Artificial Intelligence as a Precise Art


Artificial General Intelligence Research Institute AGI Workshop
November 1, 2006
Eliezer S. Yudkowsky


[Intro.] Good morning. My name is Eliezer Yudkowsky and I am a
Bayesian. The title of this talk is "AI as a Precise Art", and as a Bayesian, I
obviously don't think that intelligence consists of carrying out logical
deductions on perfect knowledge of the exact state of the environment. But
just because you're uncertain about the environment, you shouldn't be afraid
to use precise methods to deal with your own uncertainty. I'd like to begin
by presenting an object lesson in how not to deal with uncertainty.

[Cards.] First, an experiment by Amos Tversky and Ward Edwards in 1966.
The subjects were shown a succession of cards, each card either red or blue.
70% of the cards were blue, and 30% red, and the experimenters had
randomized the sequence.

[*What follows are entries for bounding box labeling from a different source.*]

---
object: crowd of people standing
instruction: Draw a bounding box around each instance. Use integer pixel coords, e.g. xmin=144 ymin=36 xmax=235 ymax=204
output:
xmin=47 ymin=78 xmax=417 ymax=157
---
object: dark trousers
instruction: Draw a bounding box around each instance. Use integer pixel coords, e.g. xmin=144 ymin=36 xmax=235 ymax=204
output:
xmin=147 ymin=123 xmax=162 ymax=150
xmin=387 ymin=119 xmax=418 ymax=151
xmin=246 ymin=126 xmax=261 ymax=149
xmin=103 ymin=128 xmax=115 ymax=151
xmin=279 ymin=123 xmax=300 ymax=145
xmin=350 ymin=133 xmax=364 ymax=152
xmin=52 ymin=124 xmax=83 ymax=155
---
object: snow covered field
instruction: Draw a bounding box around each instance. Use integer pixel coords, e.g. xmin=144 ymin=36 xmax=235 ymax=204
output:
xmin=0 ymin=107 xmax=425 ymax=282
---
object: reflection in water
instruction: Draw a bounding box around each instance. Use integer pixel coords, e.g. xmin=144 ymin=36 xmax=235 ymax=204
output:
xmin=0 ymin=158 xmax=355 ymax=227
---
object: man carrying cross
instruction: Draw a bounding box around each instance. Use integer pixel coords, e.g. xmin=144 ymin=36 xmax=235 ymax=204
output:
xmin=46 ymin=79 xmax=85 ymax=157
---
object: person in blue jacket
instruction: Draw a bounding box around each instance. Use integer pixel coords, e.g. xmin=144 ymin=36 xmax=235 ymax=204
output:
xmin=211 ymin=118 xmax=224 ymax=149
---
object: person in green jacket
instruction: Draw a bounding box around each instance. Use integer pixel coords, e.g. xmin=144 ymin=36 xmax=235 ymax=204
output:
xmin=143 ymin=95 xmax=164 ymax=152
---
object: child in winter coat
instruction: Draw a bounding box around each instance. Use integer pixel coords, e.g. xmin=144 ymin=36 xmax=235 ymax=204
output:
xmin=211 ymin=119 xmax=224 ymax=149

What Tversky and Edwards discovered was that
most subjects, asked to guess the color of each succeeding card, would guess
blue around 70% of the time, and red about 30% - as if the subjects thought
they could predict the sequence, which was in fact randomized. Even when
the subjects were paid a nickel for each correct guess, they still guessed blue
an average of only 76% of the time. A better strategy would have been to
guess blue every time. If you guess blue all the time, you'll get a nickel 70%
of the time, and over a thousand trials you'll earn seven hundred nickels. If
you guess at the same frequency as the cards, then 70% of the time you'll
guess blue and get a nickel 70% of those times, and 30% of the time you'll
guess red and get a nickel 30% of those times, in which case your expected
payoff over a thousand trials is five hundred and eighty nickels.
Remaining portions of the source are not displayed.